The best resource to test your HTML validity is the W3 validator at http://validator.w3.org. If your web site uses adaptive rendering, your best bet is to validate by URI – this will be closest to how the search engines will see the page. Validating by file upload is only applicable to files containing pure HTML, and validating by direct input will not give a true picture if it is based on source code which has been adaptively rendered for the browser from which the source was obtained. If you are unsure of this, check with your developers. Also make sure they haven’t put anything in the code to customise the adaptive rendering for Google and the other search engines – all this is possible in a system like ASP.NET.
So you have constructed your home page and the validator finds something wrong with it that you cannot see by looking at the code. How do you deal with this? Chances are that this is something like an ASP.NET component for which the HTML is rendered by the ASP.NET engine at the time the page is displayed. It may be possible to avoid validation errors simply by adjustment of the component, or even using an alternative approach such as using the generic HTML controls rather than the ASP.NET web controls. However, ASP.NET does allow the use of “HTML Adaptors”. This gives you control over the HTML code which a specific component will produce, and this can be made browser dependent if desired. This may already be requested by the Design department, so that they can target the correct HTML tags with their CSS. However, this can also apply to the page Title and Description tags.

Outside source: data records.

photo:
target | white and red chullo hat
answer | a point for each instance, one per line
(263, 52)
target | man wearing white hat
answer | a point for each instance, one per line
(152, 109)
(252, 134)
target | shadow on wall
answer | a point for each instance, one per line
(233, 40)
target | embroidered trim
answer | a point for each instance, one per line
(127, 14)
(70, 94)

These are not of interest to the CSS Designers, but in ASP.NET, a page Title which is configured to be modified can be rendered in a very untidy form and this may or may not affect the way the search engines view your site and may give a confusing view to the various tools that are available for SEO work.
In conclusion, understand how the HTML code is produced by your developers, especially if there is a chance that some or all of it is rendered at run time when the page is displayed, especially if this is adaptively rendered. Ensure that the code produced is clean and valid. Use the W3 validator to check validity, and the various SEO tools to check if it is clean – if they have a problem reading your page, then so will the search engine robots. This is equally as important as the text of your web page allowing the search engines to index your web site properly.